MMM: Clustering Multivariate Longitudinal Mixed-type Data
This work addresses a scarcity of algorithms for clustering mixed-type longitudinal data, which is incremental as it builds on existing mixture models to handle more complex data structures.
The authors tackled the problem of clustering multivariate longitudinal mixed-type data, which is challenging due to the need to model within- and between-time dependencies, by introducing the MMM model that handles various data types and achieves clustering in a latent dimension with demonstrated inference abilities on synthetic and financial data.
Multivariate longitudinal data of mixed-type are increasingly collected in many science domains. However, algorithms to cluster this kind of data remain scarce, due to the challenge to simultaneously model the within- and between-time dependence structures for multivariate data of mixed kind. We introduce the Mixture of Mixed-Matrices (MMM) model: reorganizing the data in a three-way structure and assuming that the non-continuous variables are observations of underlying latent continuous variables, the model relies on a mixture of matrix-variate normal distributions to perform clustering in the latent dimension.
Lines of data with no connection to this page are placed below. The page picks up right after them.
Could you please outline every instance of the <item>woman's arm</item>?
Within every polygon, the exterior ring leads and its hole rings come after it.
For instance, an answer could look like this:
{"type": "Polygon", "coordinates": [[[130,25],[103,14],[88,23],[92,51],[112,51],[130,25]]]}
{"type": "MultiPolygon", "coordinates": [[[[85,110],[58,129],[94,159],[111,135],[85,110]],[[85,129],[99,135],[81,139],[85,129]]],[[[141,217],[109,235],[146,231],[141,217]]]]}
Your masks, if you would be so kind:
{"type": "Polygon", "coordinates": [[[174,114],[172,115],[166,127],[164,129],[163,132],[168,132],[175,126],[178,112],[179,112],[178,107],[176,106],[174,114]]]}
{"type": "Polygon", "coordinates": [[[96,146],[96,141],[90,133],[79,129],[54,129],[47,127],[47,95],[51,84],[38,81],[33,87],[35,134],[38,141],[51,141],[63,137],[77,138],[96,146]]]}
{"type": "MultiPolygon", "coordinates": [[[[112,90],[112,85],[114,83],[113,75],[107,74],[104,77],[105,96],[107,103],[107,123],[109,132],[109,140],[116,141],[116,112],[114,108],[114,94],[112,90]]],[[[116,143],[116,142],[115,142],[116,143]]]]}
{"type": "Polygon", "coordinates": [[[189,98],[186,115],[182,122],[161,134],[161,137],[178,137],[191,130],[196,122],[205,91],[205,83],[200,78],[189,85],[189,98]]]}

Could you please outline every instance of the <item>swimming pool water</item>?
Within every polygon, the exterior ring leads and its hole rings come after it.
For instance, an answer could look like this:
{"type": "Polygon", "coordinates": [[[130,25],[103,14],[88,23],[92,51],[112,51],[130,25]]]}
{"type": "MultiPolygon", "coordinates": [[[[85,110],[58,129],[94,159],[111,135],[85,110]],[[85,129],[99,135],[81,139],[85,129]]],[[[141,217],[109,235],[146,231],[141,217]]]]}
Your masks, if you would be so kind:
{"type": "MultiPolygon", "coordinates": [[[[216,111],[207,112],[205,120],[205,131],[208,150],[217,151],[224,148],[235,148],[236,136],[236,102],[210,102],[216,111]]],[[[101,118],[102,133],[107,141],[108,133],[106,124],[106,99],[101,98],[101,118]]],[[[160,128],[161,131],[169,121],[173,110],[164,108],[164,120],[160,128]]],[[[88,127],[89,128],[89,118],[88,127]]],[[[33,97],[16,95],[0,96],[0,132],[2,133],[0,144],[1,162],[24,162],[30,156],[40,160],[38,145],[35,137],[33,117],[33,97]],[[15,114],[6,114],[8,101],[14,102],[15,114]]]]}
The MMM model is thus able to handle continuous, ordinal, binary, nominal and count data and to concurrently model the heterogeneity, the association among the responses and the temporal dependence structure in a parsimonious way and without assuming conditional independence. The inference is carried out through an MCMC-EM algorithm, which is detailed. An evaluation of the model through synthetic data shows its inference abilities. A real-world application on financial data is presented.